¿Discapacidad o cualidades distintas? Un día para repensarnos
- Eduardo Frontado Sánchez
- hace 12 horas
- 3 Min. de lectura

Cada 3 de diciembre el mundo conmemora el Día Internacional de las Personas con Discapacidad, una fecha impulsada por la Organización de las Naciones Unidas para visibilizar derechos, inclusión y equidad. Está marcado en el calendario global y goza de
reconocimiento internacional, pero cada año me surge la misma inquietud: más allá de
celebrar, ¿cuánto estamos realmente reflexionando?
Me pregunto si existe alguien totalmente “capacitado” para lograrlo todo, o si —como
humanidad— comprendemos el valor de ser diferente y las bondades que aporta la
diversidad de capacidades a la sociedad. Son preguntas complejas, sobre todo en un
tiempo permeado por la polarización, la supremacía de las pantallas, la tecnología y una
progresiva deshumanización que nos impide detenernos a mirar al otro con verdadero
interés.
Personalmente, elijo hablar de cualidades distintas en lugar de discapacidad. Lo hago porque siento que la palabra “discapacidad” puede condicionar, limitar la percepción e
imponer la idea de carencia. Y creo fielmente que una condición física, motora o mental
no determina el valor ni el potencial de un ser humano. Las barreras no están en la
condición, sino —muchas veces— en la mirada social que se posa sobre ella.
También pienso que discapacidad es un concepto relativo. Lo verdaderamente
determinante es la actitud: la relación que cada persona sostiene con lo que tiene, con su
propio proceso y, sobre todo, consigo mismo. Por ello, más que una celebración, el 3 de
diciembre debería invitarnos a reflexionar sobre algo esencial: ¿qué aporte podemos
hacer para reconstruir humanidad en una sociedad distraída por lo viral, lo veloz y lo
digital?
Confieso que me resulta doloroso que, en tantos casos, la discapacidad siga
representándose como sinónimo de tragedia. La narrativa predominante mira con lástima
lo que debería mirar con respeto. Mientras, no vemos que allí también hay lecciones de
fortaleza, oportunidades de crecimiento y testimonios que tienen el poder de inspirar
esperanza. Porque el cambio real —ese que impacta— siempre nace del corazón, de la
empatía genuina, de la solidaridad que no juzga, y de la inclusión que no etiqueta.

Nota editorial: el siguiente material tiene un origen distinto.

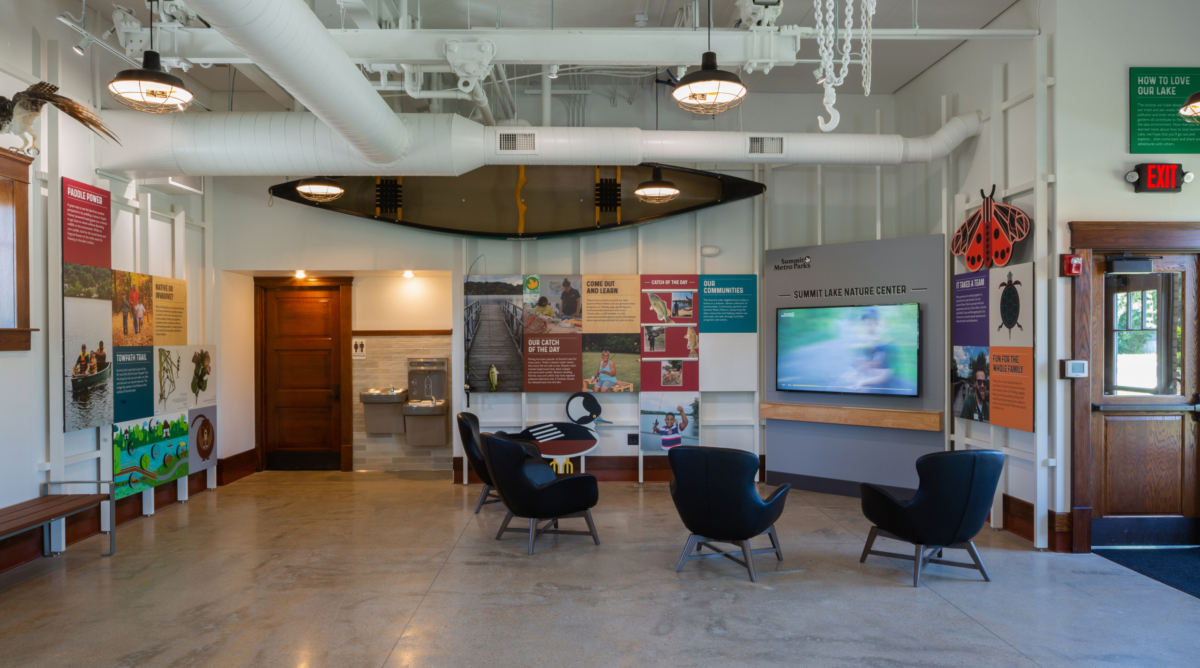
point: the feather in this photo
(41, 94)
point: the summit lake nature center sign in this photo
(1156, 95)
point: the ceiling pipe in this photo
(291, 44)
(276, 144)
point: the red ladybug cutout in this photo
(987, 238)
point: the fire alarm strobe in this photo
(1158, 178)
(1072, 265)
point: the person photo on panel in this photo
(671, 431)
(605, 377)
(544, 307)
(975, 407)
(570, 300)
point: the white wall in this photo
(394, 302)
(965, 78)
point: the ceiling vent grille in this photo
(767, 145)
(519, 142)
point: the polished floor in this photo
(389, 570)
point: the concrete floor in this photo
(389, 570)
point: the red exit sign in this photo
(1159, 178)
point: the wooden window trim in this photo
(15, 168)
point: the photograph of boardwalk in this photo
(493, 334)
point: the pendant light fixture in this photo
(657, 190)
(709, 90)
(1191, 109)
(149, 89)
(319, 188)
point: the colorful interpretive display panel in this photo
(149, 452)
(991, 374)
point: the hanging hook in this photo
(834, 115)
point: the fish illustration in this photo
(693, 342)
(660, 308)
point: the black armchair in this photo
(714, 491)
(531, 489)
(948, 510)
(468, 428)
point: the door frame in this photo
(347, 328)
(1089, 239)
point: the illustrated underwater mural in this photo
(149, 452)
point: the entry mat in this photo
(1177, 566)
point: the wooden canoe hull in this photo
(527, 202)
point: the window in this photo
(1143, 354)
(15, 332)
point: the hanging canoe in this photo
(527, 202)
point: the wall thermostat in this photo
(1073, 368)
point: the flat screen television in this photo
(849, 349)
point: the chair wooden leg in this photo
(748, 554)
(975, 557)
(870, 542)
(687, 552)
(774, 542)
(504, 525)
(592, 525)
(483, 497)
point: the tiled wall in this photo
(387, 365)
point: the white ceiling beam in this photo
(360, 13)
(587, 47)
(263, 80)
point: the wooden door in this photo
(1143, 395)
(305, 377)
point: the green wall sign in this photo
(1156, 95)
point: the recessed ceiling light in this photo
(658, 190)
(319, 188)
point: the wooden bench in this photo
(49, 507)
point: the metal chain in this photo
(868, 13)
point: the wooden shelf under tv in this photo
(891, 419)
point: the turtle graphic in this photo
(1009, 306)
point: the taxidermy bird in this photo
(18, 116)
(562, 440)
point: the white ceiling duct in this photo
(289, 43)
(280, 143)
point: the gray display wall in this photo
(835, 458)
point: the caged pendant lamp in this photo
(657, 190)
(319, 188)
(709, 90)
(149, 89)
(1191, 109)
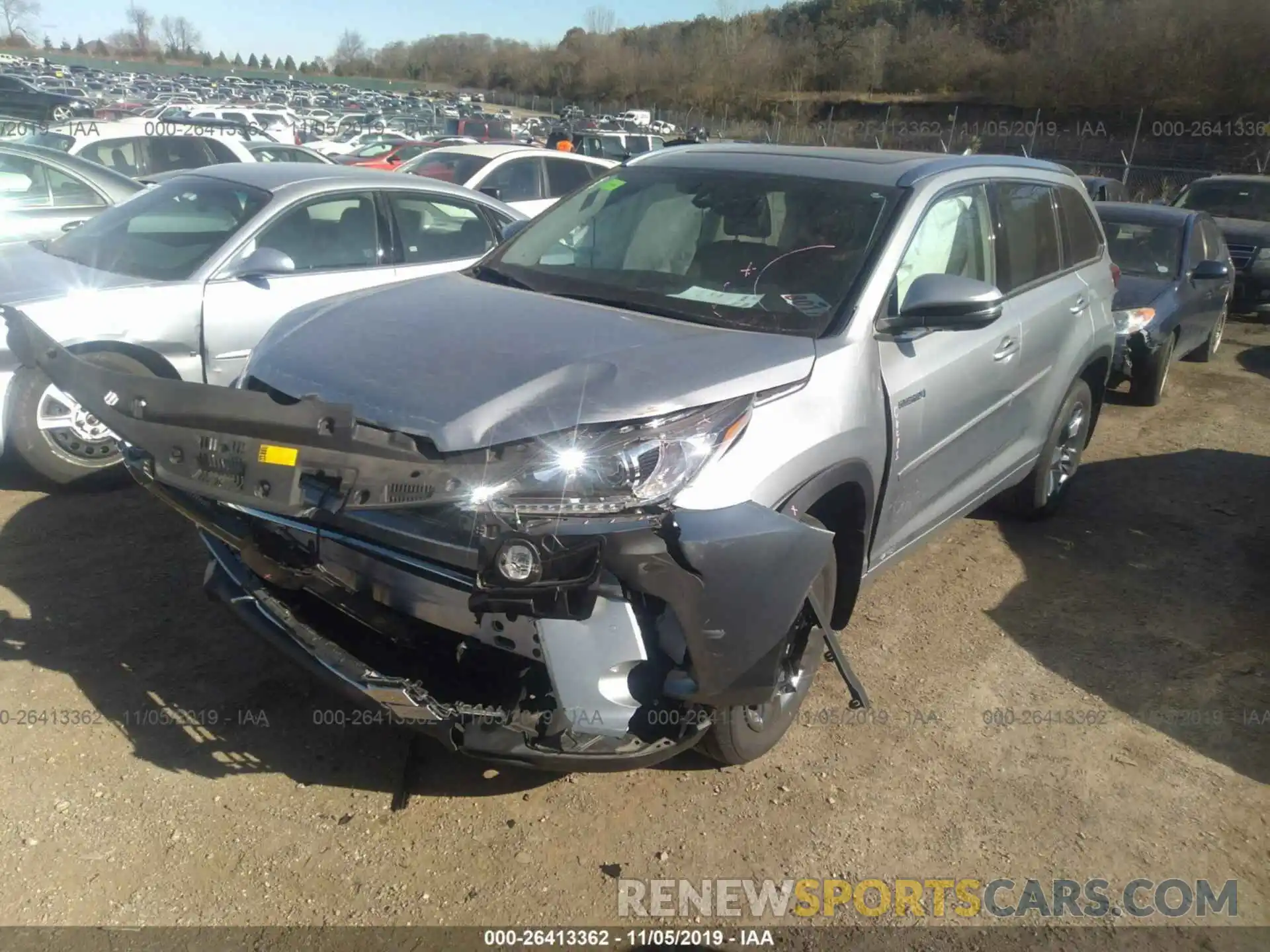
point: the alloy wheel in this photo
(1067, 454)
(74, 432)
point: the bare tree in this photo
(600, 20)
(179, 34)
(142, 22)
(351, 48)
(18, 16)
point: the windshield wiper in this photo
(633, 306)
(492, 274)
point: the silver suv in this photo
(609, 493)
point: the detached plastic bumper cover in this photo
(736, 579)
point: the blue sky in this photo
(305, 28)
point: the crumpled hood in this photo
(1140, 291)
(30, 274)
(466, 364)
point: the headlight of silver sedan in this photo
(613, 467)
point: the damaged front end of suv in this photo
(539, 602)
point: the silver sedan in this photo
(185, 278)
(45, 192)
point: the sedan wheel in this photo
(58, 437)
(74, 432)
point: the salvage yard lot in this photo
(1143, 611)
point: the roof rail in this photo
(951, 163)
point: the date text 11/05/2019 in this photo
(625, 938)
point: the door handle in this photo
(1007, 348)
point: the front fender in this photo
(736, 579)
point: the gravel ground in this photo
(1148, 597)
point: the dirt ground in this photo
(1147, 600)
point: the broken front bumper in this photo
(339, 543)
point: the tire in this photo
(1208, 350)
(1147, 385)
(745, 733)
(1042, 494)
(63, 455)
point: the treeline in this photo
(1189, 55)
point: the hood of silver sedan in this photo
(466, 364)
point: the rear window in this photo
(450, 167)
(1029, 251)
(1082, 240)
(165, 233)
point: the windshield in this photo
(1228, 200)
(1144, 251)
(48, 140)
(447, 167)
(165, 233)
(749, 251)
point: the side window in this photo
(954, 238)
(169, 153)
(1028, 244)
(329, 233)
(23, 183)
(405, 153)
(70, 192)
(1082, 241)
(222, 153)
(1217, 249)
(517, 180)
(566, 175)
(1195, 249)
(124, 155)
(440, 231)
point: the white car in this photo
(524, 177)
(352, 143)
(138, 147)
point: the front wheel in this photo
(1042, 494)
(1147, 385)
(745, 733)
(54, 434)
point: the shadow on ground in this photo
(1152, 592)
(1255, 360)
(113, 584)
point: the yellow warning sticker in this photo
(280, 456)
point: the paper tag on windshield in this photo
(810, 305)
(718, 298)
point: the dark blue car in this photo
(1175, 287)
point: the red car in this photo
(384, 155)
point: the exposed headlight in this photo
(609, 469)
(1133, 320)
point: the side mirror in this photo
(1210, 270)
(261, 264)
(945, 302)
(513, 227)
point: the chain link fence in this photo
(1155, 158)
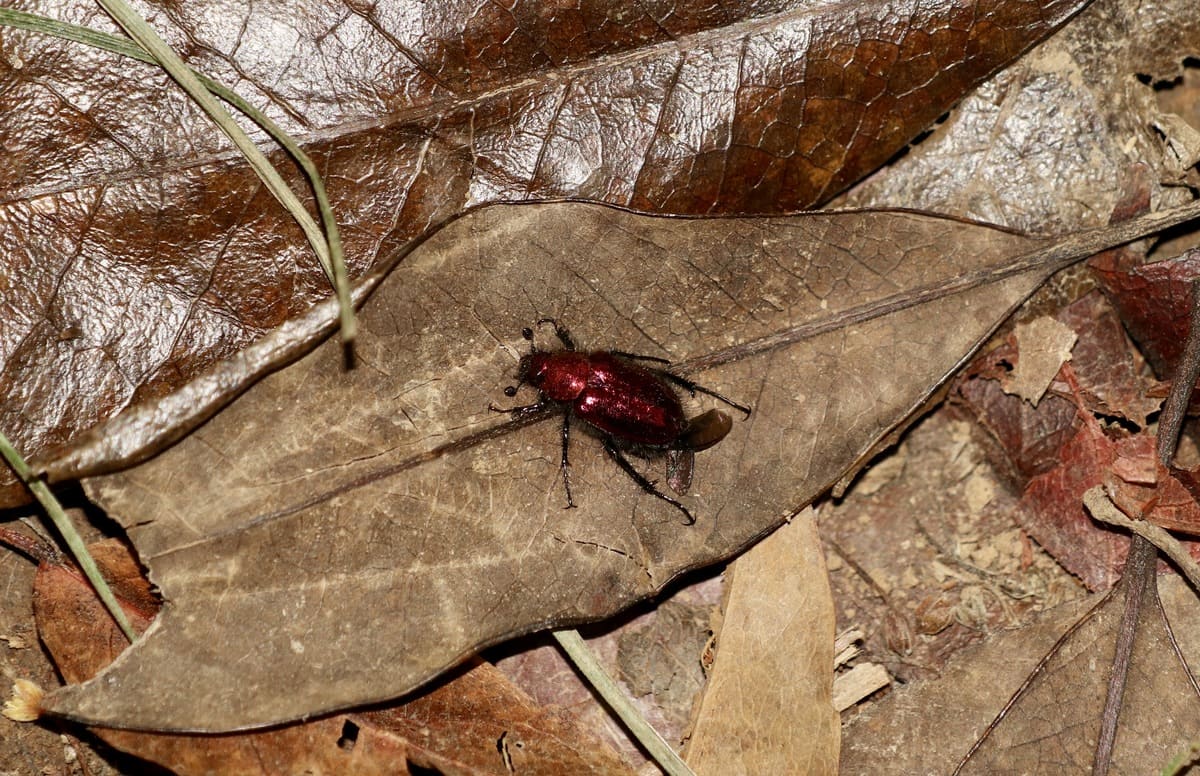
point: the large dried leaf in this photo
(767, 708)
(145, 252)
(475, 723)
(348, 535)
(929, 726)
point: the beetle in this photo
(629, 404)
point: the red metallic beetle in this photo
(629, 404)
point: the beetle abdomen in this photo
(630, 403)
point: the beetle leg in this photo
(691, 388)
(646, 485)
(564, 465)
(559, 331)
(679, 468)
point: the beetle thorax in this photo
(559, 376)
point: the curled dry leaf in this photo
(475, 723)
(346, 536)
(147, 252)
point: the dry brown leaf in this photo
(355, 517)
(929, 726)
(475, 723)
(767, 708)
(137, 250)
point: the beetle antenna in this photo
(559, 331)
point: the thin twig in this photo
(70, 535)
(586, 661)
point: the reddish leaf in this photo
(1153, 302)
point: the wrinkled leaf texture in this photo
(347, 535)
(137, 250)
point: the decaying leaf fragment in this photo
(475, 723)
(376, 527)
(147, 251)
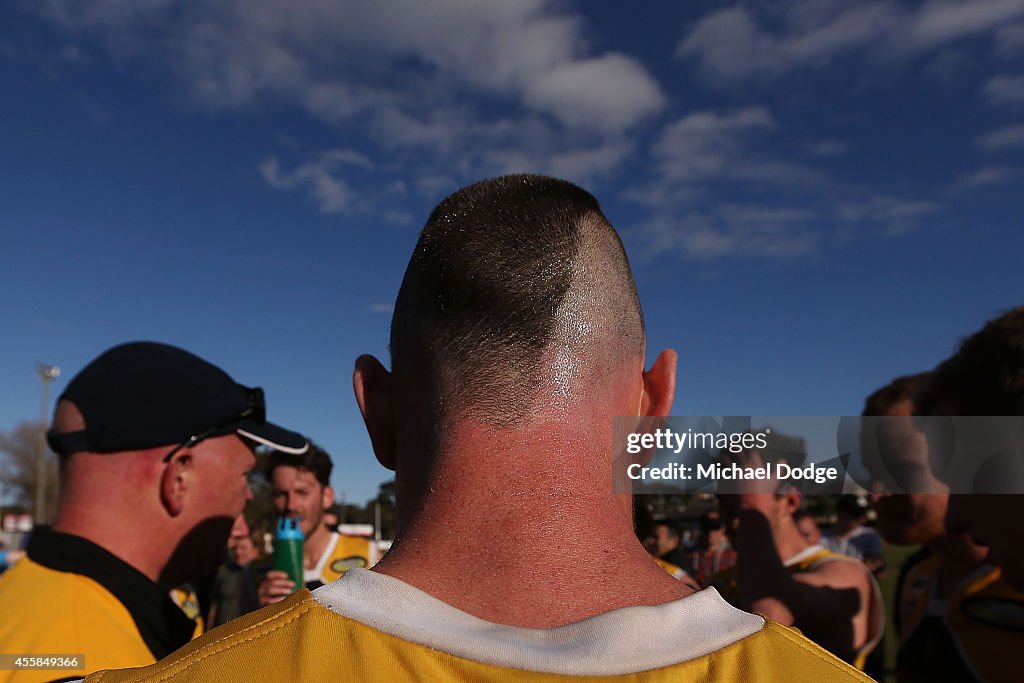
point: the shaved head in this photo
(518, 296)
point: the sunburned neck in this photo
(512, 560)
(314, 546)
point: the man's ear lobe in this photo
(174, 482)
(659, 385)
(372, 383)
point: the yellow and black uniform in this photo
(70, 596)
(342, 553)
(369, 627)
(976, 634)
(807, 560)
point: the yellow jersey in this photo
(70, 596)
(975, 635)
(342, 553)
(807, 560)
(370, 627)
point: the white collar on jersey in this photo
(622, 641)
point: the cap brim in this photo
(273, 436)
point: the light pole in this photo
(47, 374)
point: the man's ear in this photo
(659, 385)
(175, 481)
(373, 386)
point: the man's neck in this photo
(512, 564)
(314, 546)
(133, 551)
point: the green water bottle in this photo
(288, 550)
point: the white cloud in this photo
(733, 232)
(1009, 137)
(896, 216)
(1005, 90)
(320, 178)
(826, 148)
(1010, 40)
(579, 93)
(708, 146)
(328, 55)
(736, 44)
(944, 20)
(983, 177)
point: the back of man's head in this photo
(885, 400)
(984, 377)
(517, 296)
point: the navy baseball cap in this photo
(142, 395)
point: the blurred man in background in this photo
(517, 338)
(300, 486)
(155, 446)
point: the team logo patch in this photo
(995, 611)
(345, 563)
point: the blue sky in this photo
(816, 196)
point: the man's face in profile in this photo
(916, 512)
(296, 493)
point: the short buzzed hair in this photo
(986, 374)
(506, 273)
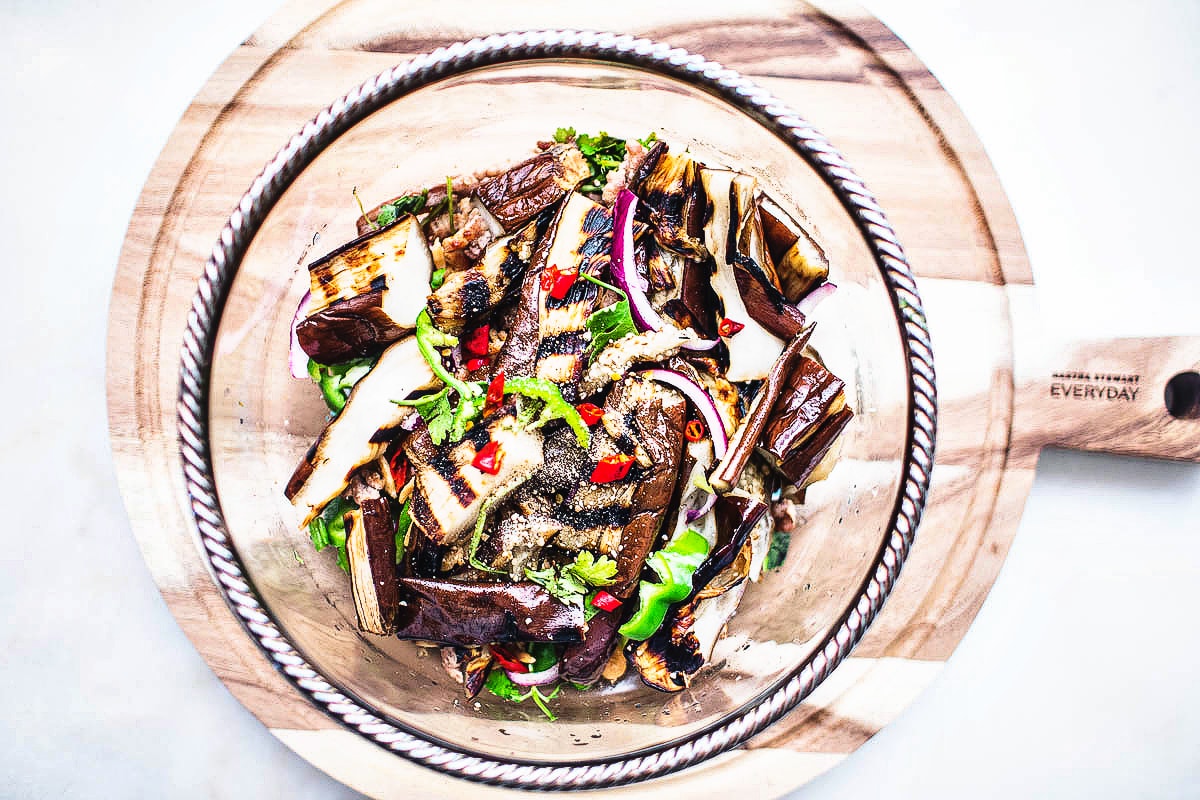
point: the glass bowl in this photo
(245, 422)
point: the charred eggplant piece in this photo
(670, 659)
(351, 439)
(471, 294)
(473, 613)
(659, 423)
(366, 294)
(522, 192)
(671, 190)
(747, 437)
(621, 518)
(753, 349)
(582, 241)
(371, 551)
(467, 666)
(807, 419)
(583, 662)
(449, 491)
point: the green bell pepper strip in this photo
(555, 405)
(675, 564)
(402, 524)
(336, 380)
(429, 340)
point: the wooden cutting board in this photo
(1006, 390)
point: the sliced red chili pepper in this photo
(563, 283)
(495, 394)
(605, 602)
(399, 465)
(729, 328)
(591, 413)
(549, 276)
(477, 343)
(611, 468)
(489, 458)
(558, 282)
(508, 661)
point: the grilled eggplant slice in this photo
(745, 438)
(753, 349)
(352, 438)
(449, 492)
(670, 187)
(670, 659)
(474, 293)
(583, 662)
(804, 422)
(473, 613)
(799, 260)
(366, 294)
(522, 192)
(371, 551)
(582, 240)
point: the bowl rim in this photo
(213, 289)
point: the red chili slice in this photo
(563, 283)
(549, 276)
(507, 661)
(495, 394)
(729, 328)
(611, 468)
(605, 602)
(489, 458)
(591, 413)
(477, 343)
(399, 465)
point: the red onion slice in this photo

Y aunque reconozco y valoro todas las posturas en torno al tema, escribo desde mi propia
experiencia: soy una persona con cualidades distintas que ha logrado lo que se ha
propuesto. He elegido transformar mi diferencia en fortaleza, no en excusa. Y desde ese
lugar levanto mi voz para invitar a algo urgente: mirar la diversidad como un valor, no
como un déficit; como unión, no como distancia; como potencia, no como límite.
La sociedad que necesitamos —esa donde quepamos todos— no se construye exaltando
lo homogéneo, sino abrazando lo diverso. No se logra señalando, sino sumando. No se
consigue excluyendo, sino incluyendo. Esa es la responsabilidad colectiva, una tarea que
nos pertenece por igual.
Mi misión, al menos en mis espacios cercanos, ha sido ser un agente de cambio positivo
para que quienes me rodean puedan comprender que tener cualidades distintas no es
una tragedia: es un privilegio que nos permite sentir, vivir y valorar la vida sin la censura
del prejuicio ni la condena del estigma.
Sí, puede haber más desafíos. Sí, las pruebas pueden ser distintas. Pero también es
cierto que ellas fortalecen, conectan y nos enseñan a vivir en función del bien común,
recordándonos que lo humano nos identifica y lo distinto nos une.
Hoy, en un mundo lleno de ruido digital, recordar esta verdad es más que necesario: es
mandatorio. Porque la inclusión no requiere capacidades iguales, sino oportunidades
justas. Y porque, al final, lo más revolucionario que podemos recuperar no es una fecha
en el calendario, sino nuestra sensibilidad para reconocer que la diversidad es la forma
más sincera de encontrarnos como sociedad.